You probably watched the Baylor Bears demolish the Gonzaga Bulldogs in the finale to March Madness. There are lessons to be learned from that game that are applicable to the Green Bay Packers.
All through the season, only a couple of the sports writers who vote every week on who is the top college basketball team got it right. What you saw was an above-average team of Gonzaga athletes meet up with an elite group of Baylor athletes. It was the tough guys versus the smoothies, iron-pumpers versus the Pilates class, beef eaters versus vegans. It was no contest.
The first thing that became apparent was that the Baylor rebounders ruled the boards, and they unsurprisingly remained that way throughout the game. While both teams were roughly the same height, the Baylor big men were chiseled. They had muscular legs, v-shaped torsos, and impressive upper-body bulk. Baylor players, unlike the Zags, obviously spend a lot of time in the weight room.
The disparity was even more pronounced between the front courts. While Jalen Suggs was clearly the most athletic Gonzaga player, Baylor had three guards who made him look puny in comparison. Unfortunately for the Zags, the Bears weren’t just physical specimens – they were lightning-quick. To that, you can add that the Bears led the nation in three-point shooting percentage. This rout should have been fairly predictable.
If basketball had the equivalent of the NFL Combine (which wasn’t held this year, though Pro Day events are prevalent), the elite nature of Baylor’s guys would have been quantifiable: their vertical jump scores would have been much better than the Zags’; their bench press reps would likely have doubled that of their opponents; their 3-cone drill, 20 yard shuttle, and 10-yard dash splits times would have provided proof of their superior quickness. I suspect that even their hand sizes, arm lengths, and weights would have been the match of any other college team in the nation.
In addition to their rebounding dominance, any one of their three top guards had such lightning fast moves that they could all launch 3-pointers at will, just by taking one fast step toward the basket and pulling up for the shot, or by making one quick-step back and letting fly. Gonzaga, on the other hand prepared to launch at least a dozen 3-pointers only to have defenders react so quickly that they decided to pass up on the shot.

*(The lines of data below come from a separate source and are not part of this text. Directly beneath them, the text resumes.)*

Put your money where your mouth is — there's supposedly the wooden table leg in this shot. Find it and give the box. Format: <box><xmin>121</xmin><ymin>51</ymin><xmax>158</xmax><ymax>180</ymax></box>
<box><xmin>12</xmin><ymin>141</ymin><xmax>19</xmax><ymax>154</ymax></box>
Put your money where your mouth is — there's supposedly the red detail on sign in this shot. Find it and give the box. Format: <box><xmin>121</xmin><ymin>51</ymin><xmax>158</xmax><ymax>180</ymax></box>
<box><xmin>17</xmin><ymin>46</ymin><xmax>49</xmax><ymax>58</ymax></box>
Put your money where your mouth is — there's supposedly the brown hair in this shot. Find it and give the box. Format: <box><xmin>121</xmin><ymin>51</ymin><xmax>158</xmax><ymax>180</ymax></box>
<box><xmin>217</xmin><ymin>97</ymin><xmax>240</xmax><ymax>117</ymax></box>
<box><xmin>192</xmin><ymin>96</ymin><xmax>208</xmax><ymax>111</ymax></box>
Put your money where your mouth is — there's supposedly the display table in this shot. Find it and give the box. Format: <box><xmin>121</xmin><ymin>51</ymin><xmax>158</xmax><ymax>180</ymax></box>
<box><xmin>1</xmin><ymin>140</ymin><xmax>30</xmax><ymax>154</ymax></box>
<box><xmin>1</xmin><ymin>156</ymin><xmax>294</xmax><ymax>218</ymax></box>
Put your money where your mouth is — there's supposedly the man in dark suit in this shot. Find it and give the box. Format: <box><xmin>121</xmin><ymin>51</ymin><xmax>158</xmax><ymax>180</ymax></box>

I have no idea how Baylor assembled such a deadly mix of elite athletes and precision marksmen, but it’s apparent that when Baylor recruits they hone in on the nation’s best high school athletes. Actually, they manage to do it mostly without leaving the Southland, as they have multiple players from Texas, Louisiana, Georgia, and Ohio. They also brought in their big men from Cameroon and the Republic of Congo.
Lessons for the Packers
In his 13 years as general manager (2005-17), the Packers’ Ted Thompson never placed a premium on athletic ability. Going back to just Ted’s final four drafts, here are a few of his high draft choices who were far from elite athletes: TE Richard Rodgers (Round 3, 2014), DB Ha Ha Clinton-Dix (Round1, 2014), CB Damarious Randall (Round 1, 2015), CB Quinten Rollins (Round 2, 2015, OLB Kyler Fackrell, (Round 3, 2016), and DT Montraveous Adams (Round 3, 2017).
In fairness to Thompson, CB Kevin King (Round 2, 2017), S Josh Jones (Round 2, 2017), T Jason Spriggs (Round 2, 2016), and ILB Oren Burks (Round 3, 2018) all had fine Combine marks and measurements, but have not translated those skills into being fine players.
Since Brian Gutekunst became GM in 2018, there’s been a marked improvement in drafting elite athletes, including: CB Jaire Alexander (Round 1, 2018), LB Rashan Gary (Round 1, 2019), S Darnell Savage (Round 1, 2019), C Elgton Jenkins (Round 2, 2019), QB Jordan Love (Round 1, 2020), and RB A.J. Dillon (Round 2, 2020). To date, however, elite athlete CB Josh Jackson (Round 2, 2018) has been a bust.
In some cases, players are not terrific athletes across the board, but they have one or two exceptional traits that account for their achievements. Examples are: Davante Adams (lightning quick feet and jumping ability), Marquez Valdes-Scantling (speed and acceleration), and Darnell Savage (speed and burst).
As draft time approaches, we’ll soon see if Gutekunst continues to highly value elite athleticism. You know what they (I) say: when it comes to athletic endeavors, athleticism is important. Let’s make that “crucially important.” Gonzaga Coach Mark Few must be thinking that right about now.